The run will start about 9:10 a.m near the Eudora Public Safety Building at 10th and Main streets, Tuttle said. Participants can register for the race from 7:30 to 8:45 a.m. at the same location. The human 5K will precede an actual tortoise race scheduled for 12:30 p.m. at Eighth and Main streets.

Forty to 60 vendor booths will be open from 9 a.m. to 4 p.m. at the festival, Tuttle said. The Gary and Dani Show and Shotgun and Lace will provide live entertainment. Dani Thompkins, who will sing the national anthem at the opening ceremonies, has performed the song before Kansas City Chiefs games, she said.

Returning to the festival this year will be the car, truck and motorcycle show in the 700 block of Main Street, the tractor show at Ninth and Main streets, Lions Club kids games in CPA Park and the Kids Path to Pizza at the Eudora Fire Department, 10th and Main streets.
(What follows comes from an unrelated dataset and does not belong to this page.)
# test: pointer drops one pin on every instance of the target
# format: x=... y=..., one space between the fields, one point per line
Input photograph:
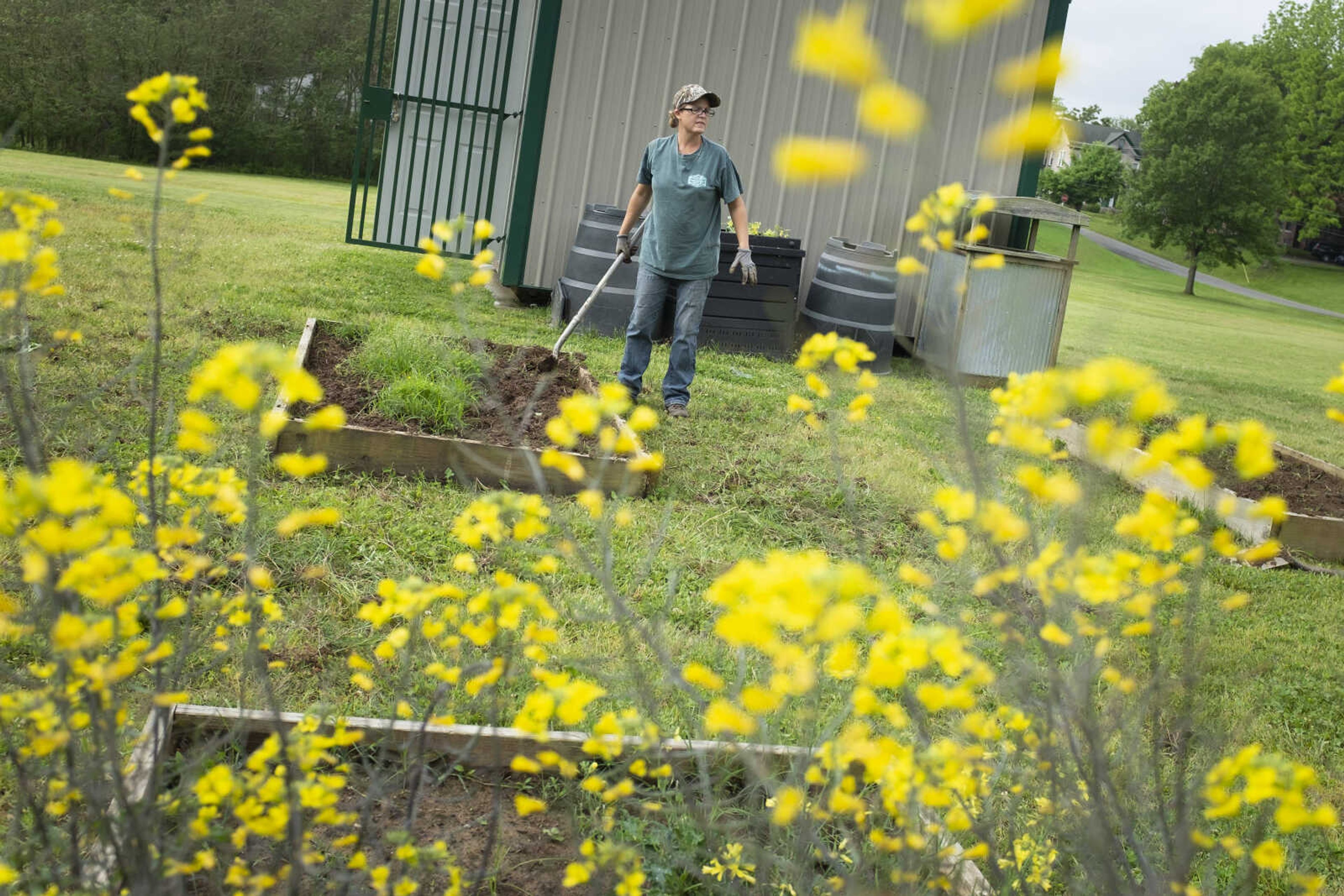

All those activities start at 9 a.m.

A couple of longtime festival features will be absent this year. Tuttle said the talent show has been discontinued because of waning interest, and the pedal-tractor pull has also been canceled this year.


The Baldwin City Chamber of Commerce will have its monthly meeting from noon to 1 p.m. Wednesday at the Lumberyard Arts Center, 718 High St. The speakers will be local winery owners Tom Holland, of Haven Pointe Winery and Vineyard, and Doug Flitton, of the Vines Vineyard and Winery.